One builds trust. The other builds resentment. Your team will never forget which one you chose.

 

What the Research Tells Us

W. Edwards Deming pointed out in Out of the Crisis (MIT Press, 1982) that between 85 and 94 percent of all quality and performance problems in an organization are caused by the system, not the individual worker. His entire philosophy of management rested on the idea that leaders own the system, and blaming workers for system failures is not only unfair but also counterproductive to effective leadership.

Peter Senge extended this thinking in The Fifth Discipline (1990), showing that organizations that develop the ability to see systemic root causes, rather than surface-level symptoms, perform better and retain people longer. Systems thinking is not a luxury for large organizations. It is a practical, learnable skill for any frontline leader willing to ask better questions before jumping to conclusions.

This research is not ambiguous. When performance problems show up in patterns, your systems are telling you something. As a leader, your job is to listen before you lecture.

 

Reflect on This

Before your next performance conversation, ask: Have I done everything I can to set this person up for success? Is the process designed for them to win?

What is one chronic issue on your team right now that might actually be a process problem wearing a people mask?

If you mapped the process around that issue today, what friction points, gaps, or missing resources would you find?

 

This Week's Challenge

Take one chronic performance issue on your team. Before you address the person, map the process around that task. Write down every step. Mark where the documentation is unclear, where the tools are unreliable, or where training was skipped or done to a low standard. Fix one of those gaps this week. See what changes.

 

Lace up your Boots, and Go Lead!

You've Got This.

 

Suggested Reading

Out of the Crisis by W. Edwards Deming.

MIT Press, 1982 (reissued 2018). Deming's foundational argument that management, not the worker, owns responsibility for system performance. This is the source of the 85/15 rule and the bedrock of modern quality management thinking. Dense in places, but worth it.

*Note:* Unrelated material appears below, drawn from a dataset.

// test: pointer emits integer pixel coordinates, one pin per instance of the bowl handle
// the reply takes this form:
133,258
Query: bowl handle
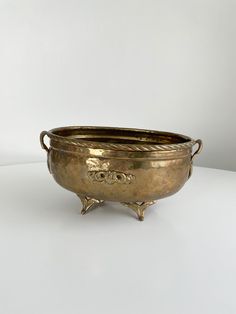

The Fifth Discipline: The Art and Practice of the Learning Organization by Peter M. Senge.

Currency Doubleday, 1990. The classic text on systems thinking and why organizations that learn to see systemic root causes outperform those chasing individual blame. One of the most cited management books of the last 35 years.

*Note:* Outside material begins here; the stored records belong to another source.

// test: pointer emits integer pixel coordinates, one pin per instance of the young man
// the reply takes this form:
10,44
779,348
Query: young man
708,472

"The Intuitive Psychologist and His Shortcomings" by Lee Ross.

Advances in Experimental Social Psychology, Vol. 10, 1977. The original academic source for the Fundamental Attribution Error. More readable than most journal articles. Directly applicable to how supervisors interpret their team's performance.

The Human Contribution: Unsafe Acts, Accidents and Heroic Recoveries by James Reason.

Ashgate, 2008. Reason's systems approach to human error, developed across aviation, healthcare, and nuclear industries, translates powerfully to any frontline setting. Helps you understand why well-intentioned, capable people make mistakes in broken systems.